I am cleaning demographic data that has been submitted by 10+ school districts and the submissions are not standardized/uniform. I would like to find patterns and recode them so that the data is clean and simple.
Let's say I have a variable called Race
, and one of the categories is Native Hawaiian - Pacific Islander
.
School A submits this category as Native Hawaiian or Other Pacific Islander
. School B submits this category as Native Hawaiian/Pacific Islander
. School C submits this category as Native Hawaiian or Pacific Islander
.
How could I recode this such that if R sees the word Pacific
anywhere in the variable, it will recode to Native Hawaiian - Pacific Islander
?
Here is the original data:
df_original <- data.frame(Race=c("Native Hawaiian or Other Pacific Islander",
"Native Hawaiian/Pacific Islander", "Native Hawaiian or Pacific Islander",
"Black or African American", "Black", "Black/African American"))

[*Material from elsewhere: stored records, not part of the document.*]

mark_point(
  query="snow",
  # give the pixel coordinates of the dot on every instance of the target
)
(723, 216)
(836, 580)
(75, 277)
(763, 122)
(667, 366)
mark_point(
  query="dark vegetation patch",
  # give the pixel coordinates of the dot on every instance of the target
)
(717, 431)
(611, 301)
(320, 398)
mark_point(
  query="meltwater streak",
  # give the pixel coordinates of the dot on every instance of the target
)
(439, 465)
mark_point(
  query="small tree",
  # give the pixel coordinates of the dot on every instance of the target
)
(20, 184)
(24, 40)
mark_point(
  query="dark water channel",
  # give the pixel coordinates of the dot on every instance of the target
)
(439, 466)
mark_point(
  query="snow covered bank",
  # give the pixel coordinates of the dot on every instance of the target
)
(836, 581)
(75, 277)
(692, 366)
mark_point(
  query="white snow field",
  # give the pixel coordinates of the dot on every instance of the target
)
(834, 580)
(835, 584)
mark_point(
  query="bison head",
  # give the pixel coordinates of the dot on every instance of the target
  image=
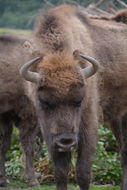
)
(60, 92)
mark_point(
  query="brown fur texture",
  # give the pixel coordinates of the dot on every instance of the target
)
(15, 107)
(121, 16)
(68, 105)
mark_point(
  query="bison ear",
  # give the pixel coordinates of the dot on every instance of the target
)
(76, 54)
(28, 45)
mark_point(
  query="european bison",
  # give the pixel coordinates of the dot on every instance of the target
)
(68, 94)
(15, 107)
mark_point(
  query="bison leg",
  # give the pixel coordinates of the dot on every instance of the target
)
(61, 165)
(28, 139)
(86, 150)
(124, 152)
(116, 127)
(5, 141)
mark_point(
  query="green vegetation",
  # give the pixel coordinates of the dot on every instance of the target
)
(50, 186)
(22, 13)
(106, 167)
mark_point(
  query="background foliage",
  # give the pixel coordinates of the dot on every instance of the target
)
(21, 14)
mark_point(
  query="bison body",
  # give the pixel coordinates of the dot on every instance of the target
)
(15, 107)
(68, 94)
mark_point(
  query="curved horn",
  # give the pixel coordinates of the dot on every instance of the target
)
(90, 70)
(28, 75)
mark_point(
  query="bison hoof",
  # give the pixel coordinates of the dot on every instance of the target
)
(3, 184)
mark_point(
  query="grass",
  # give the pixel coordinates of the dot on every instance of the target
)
(21, 185)
(14, 185)
(13, 31)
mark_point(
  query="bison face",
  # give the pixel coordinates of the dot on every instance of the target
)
(59, 96)
(60, 116)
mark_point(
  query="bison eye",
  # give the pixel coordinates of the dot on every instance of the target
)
(46, 104)
(77, 103)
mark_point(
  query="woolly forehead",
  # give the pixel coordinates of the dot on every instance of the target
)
(61, 73)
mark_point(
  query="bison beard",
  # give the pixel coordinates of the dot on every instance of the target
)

Here is the ideal cleaned data:
df_desired <- data.frame(Race=c("Native Hawaiian - Pacific Islander","Native Hawaiian - Pacific Islander",
"Native Hawaiian - Pacific Islander","Black - African American",
"Black - African American","Black - African American"))
grepl()
will return TRUE
for strings that contain "Pacific" and False
otherwise. Use that to subset your vector and replace with the string you want:
df_original$Race[grepl("Pacific", df_original$Race)] <- "Native Hawaiian - Pacific Islander"